September 6, 2008

Creating Database Sandboxes for Unit/Integration Tests

Posted in Development, Software tagged , , , at 9:45 am by mj

After Baron Schwartz’s recent hint at having solved unit testing database sandboxes at a previous employer, I got to thinking about the problem again.

To be clear: this is not really unit testing, but I’ve found integration tests at various levels are just as important as unit tests. So much so that I have taken to creating both test and integration source directories, and, whenever possible, requiring both suites to pass as part of the build process.

There are two suggestions I’ve seen for solving this problem, both of which are applicable for local in-memory databases as well.

First, starting with a completely empty database, populating it, and then tearing it down. Unfortunately, this is not only difficult, it’s time consuming. If you do this before each test, your tests will take hours to run. If you do this before the whole suite, your tests will not be isolated enough.

A previous co-worker had suggested an incremental approach. Start out with an empty data set, and let each test (perhaps through annotations) define which data must be fresh. I like that. It requires a lot of infrastructure and discipline. It could encourage simpler tests, although with simpler tests come more tests, thus more discipline.

The other approach I’ve seen suggested a couple of times now (including in a comment on Baron’s blog) is the use of a global transaction. Unfortunately, this does not work with all database engines. MySQL tends to be the real killjoy, because nested transactions are not supported and DDL statements are not transactional. Yeah, even in the transactional engines.

So, here’s what I’m thinking. If I were starting over with a new team, with minimal code already existing, I think I wouldn’t solve this problem from an engineering/code perspective. Instead, I’d solve it from an operational perspective (though it still requires application/test infrastructure changes).

Picture a central test database server with one pristine copy of the data, and thousands of database instances. The application (test) asks this server for an available database instance, uses it for a single test, and then moves on. The next test resets the application state, so it asks the server for another available database instance, and so on.

Meanwhile, there is a daemon on that server that is constantly checking each database instance. If the underlying data files do not match the pristine copy, they are restored and the instance is placed back into the available pool.

An instance is considered available for testing when (a) there are no threads connected to it, and (b) its data files match the pristine copy.

Tests that do not alter the underlying data files do not require restoration.

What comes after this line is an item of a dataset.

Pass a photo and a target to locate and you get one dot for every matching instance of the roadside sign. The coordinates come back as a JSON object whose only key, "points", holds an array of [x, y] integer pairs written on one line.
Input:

What about schema changes? Answer: you have to unit/integration test them too. When you’re ready to promote your code, you deploy to the pristine copy as part of the standard production release process. An interesting side effect of this is it will, in many cases, force other developers to merge production changes back into their private branches, because many of their tests will probably fail.

Contrary to Baron’s suggestion, in a properly designed system this does not require changes to production code. As long as you can inject a database connection pool into your application–and all quality code should have this property (cough, cough)–your test framework can inject a connection pool that interrogates the test server first.

And it can scale to multiple test database servers as your team and the number of tests grows.

I haven’t tried this, and I have too many deadlines (and too much legacy code that I’m still learning in my current team) to experiment with a real-world application.

But what do you think? What holes are there in this proposal?

Aside from violating the Engineering Aesthetic that the application should control the environment it needs for testing. Which is what I think has caused me the most problems over the years.